Questo criterio crea una disperata schiera di nuovi esclusi: persone con sindrome di Down; persone che deambulano a fatica e tra mille difficoltà (amputati, poliomielitici); persone che riescono a guidare con adattamenti; probabilmente persone che lavorano; persone che riescono a vestirsi o a mangiare, ma che magari non sanno dove sono, chi sono, dove vanno.
A compensare queste «accettabili autonomie», dice la relazione all’emendamento, ci sono gli ausili e gli interventi dei «servizi integrati, previsti pressoché ovunque da norme attuative specifiche»…

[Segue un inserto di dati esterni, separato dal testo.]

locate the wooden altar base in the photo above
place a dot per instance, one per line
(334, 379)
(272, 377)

«Si tratta della peggiore aggressione nella storia repubblicana alle politiche sociali di inclusione delle persone con disabilità – rimarca Pietro Barbieri, presidente della FISH (Federazione Italiana per il Superamento dell’Handicap) – per la quale possiamo dire di essere fuori da ogni garanzia costituzionale». «Non staremo a guardare – aggiunge Giovanni Pagano, presidente della FAND (Federazione tra le Associazioni Nazionali dei Disabili) – e il 7 luglio saremo in piazza per far sentire ancora una volta la nostra voce».
Ed è infatti confermata per il 7 luglio (in Piazza Montecitorio a Roma dalle ore 10) la manifestazione unitaria indetta da FAND e FISH, vale a dire le due Federazioni che raggruppano le maggiori e più significative associazioni italiane di persone con disabilità e dei loro familiari. (Ufficio Stampa FISH)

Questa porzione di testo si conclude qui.